CURIOUSLY, the error is thrown as clone seems to be injecting a new namespace. A debugger (or console.log), will be hit here in can-types.js

if (namespace.types) {
        debugger;
    throw new Error("You can't have two versions of can-types, check your dependencies");
} else {
    module.exports = namespace.types = types;
}

The error is caught and seemingly handled right up to doDynamicExecute where linkError is called. Within linkError it even seems to be rejecting a deferred like linkSet thing.

function doDynamicExecute(linkSet, load, linkError) {
    try {
      var module = load.execute();
    }
    catch(e) {
      linkError(load, e);
      return;
    }
    if (!module || !(module instanceof Module))
      linkError(load, new TypeError('Execution must define a Module instance'));
    else
      return module;
  }

After this point, I gave up :-).

justinbmeyer commented 6 years ago

In unsuccessful hopes to simplify the problem, I tried using System.import directly:

System.import("can-types/weird").then(function(){
 console.log("worked")
}, function(){ 
  console.log("borked")
})

Where weird looks like:

console.log("weird");
throw new Error("I DON'T WORK");

This produced expected results:

LOG: weird 
LOG: borked 
matthewp commented 6 years ago

Is there a branch where I can see this problem occurring?
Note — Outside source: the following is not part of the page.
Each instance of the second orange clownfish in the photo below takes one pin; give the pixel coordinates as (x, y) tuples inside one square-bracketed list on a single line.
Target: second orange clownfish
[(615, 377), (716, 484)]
justinbmeyer commented 6 years ago

it's the master branch.

matthewp commented 6 years ago

The master branch of canjs? That doesn't support IE9...

justinbmeyer commented 6 years ago

Noted above:

This can be seen by cloning canjs/can-types

matthewp commented 6 years ago

Ok thanks.

matthewp commented 6 years ago

The problem is with the error, not with steal-clone. I think this is behaving correctly but the assertion is expecting a certain error message.
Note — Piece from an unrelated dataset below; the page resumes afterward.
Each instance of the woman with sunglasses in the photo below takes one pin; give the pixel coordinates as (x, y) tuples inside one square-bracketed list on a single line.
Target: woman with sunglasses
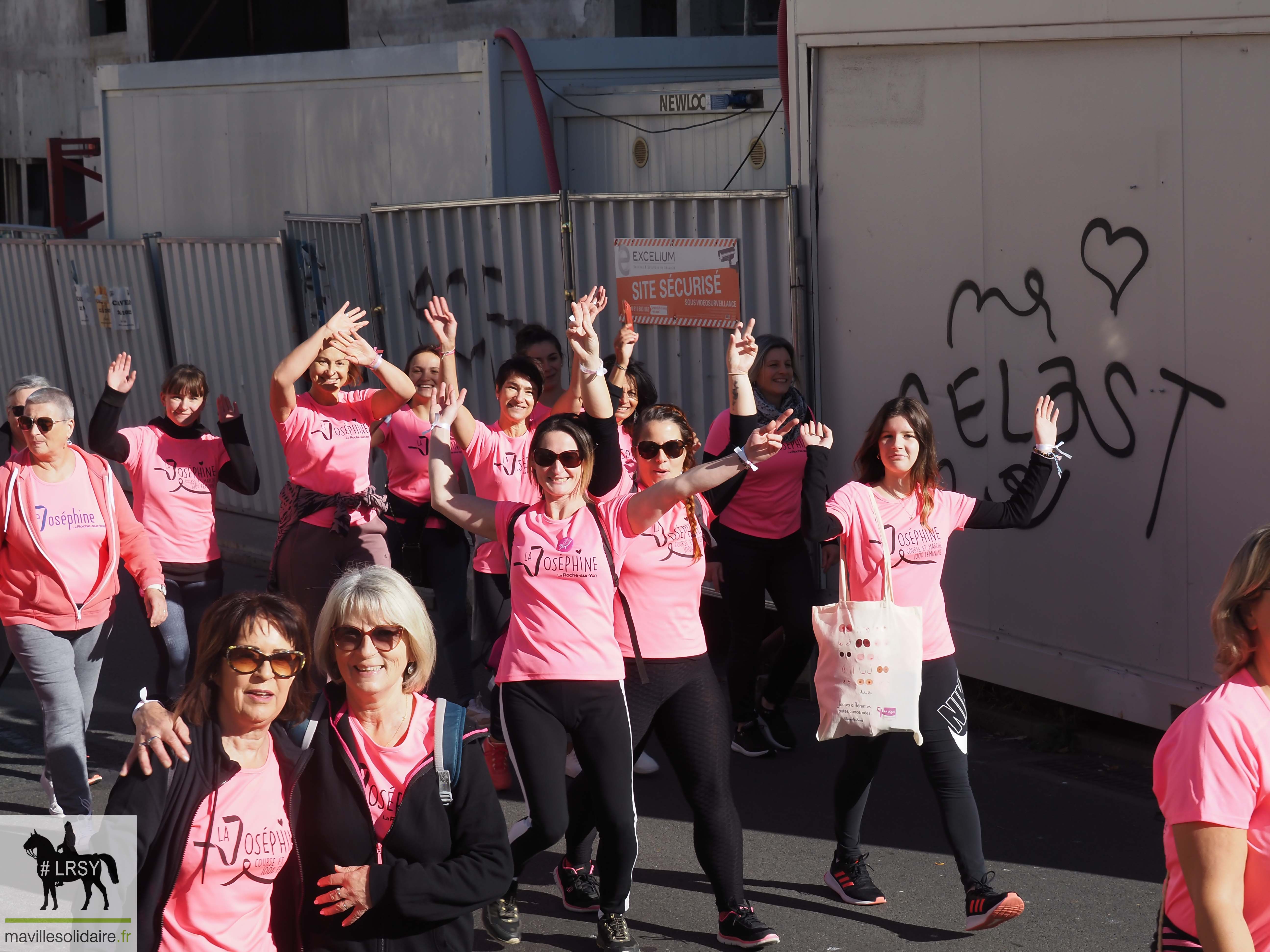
[(328, 512), (216, 862), (176, 465), (562, 669), (389, 866), (67, 526), (497, 463), (426, 547), (661, 578)]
The problem seems to be that the code-frame plugin we use (the thing that pretty-prints source code) doesn't work in IE9. Going to quickly see if that can be fixed.

matthewp commented 6 years ago

Well, first going to verify that the test will pass once this is bypassed.

matthewp commented 6 years ago

Yeah that's the problem. Given that I can likely isolate the problem further...

matthewp commented 6 years ago

Looks the specific problem with IE is that babel-code-frame depends on __proto__ and IE9 doesn't support that. So we can just check for that support.